Objective: The effect of biological agents used in severe allergic diseases on the risk of coronavirus disease 2019 (COVID-19) and the course of the disease still remains unclear. The aim of the study was to evaluate retrospectively the frequency and severity of COVID-19 to determine risk factors and to present real-life data in patients using biological agents.
Materials and Methods: Patients who have used omalizumab or mepolizumab for at least six months were questioned retrospectively in terms of a history of COVID-19. Patients with severe acute respiratory syndrome coronavirus-2 (SARS-CoV-2) polymerase chain reaction (PCR) or serological IgG positivity, symptoms, lung involvement, the need for supplemental oxygen, hospital and intensive care admission, and mortality were queried.

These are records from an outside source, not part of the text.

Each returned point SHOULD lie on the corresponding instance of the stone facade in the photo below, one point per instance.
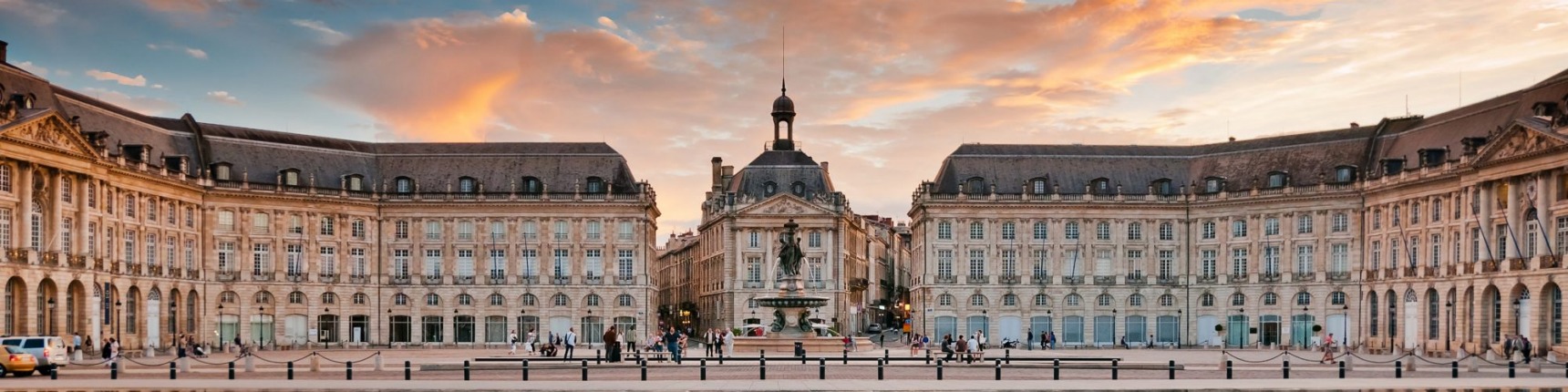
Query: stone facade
(121, 224)
(1274, 241)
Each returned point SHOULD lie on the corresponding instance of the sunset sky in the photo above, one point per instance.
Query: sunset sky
(884, 89)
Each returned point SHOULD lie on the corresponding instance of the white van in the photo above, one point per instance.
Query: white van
(50, 350)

Results: Of the 71 patients (omalizumab/mepolizumab: 51/20) included in the study, the average age was 37.2±12.9, and the female/ male ratio was 46/25. Of the 11 patients (omalizumab/mepolizumab: 6/5) with SARS-CoV-2 positivity, two were hospitalized for pneumonia and needed oxygen. However, intensive care was not required and they survived. There was no significant difference between mepolizumab users who had COVID-19 and those who did not in terms of baseline and post-treatment 6th-month eosinophil values (p= 0.7, p= 0.59, respectively). It was established that eosinopenia developing after treatment did not increase the risk of COVID-19 in patients using mepolizumab [RR (95% Cl) 0.99 (0.97-1.02), p=0.88].
Conclusion: According to our single center data, we found the risk of severe COVID-19 in patients using biological agents to be quite low. Especially, eosinopenia that developed after mepolizumab treatment did not constitute a risk factor for the severity of COVID-19.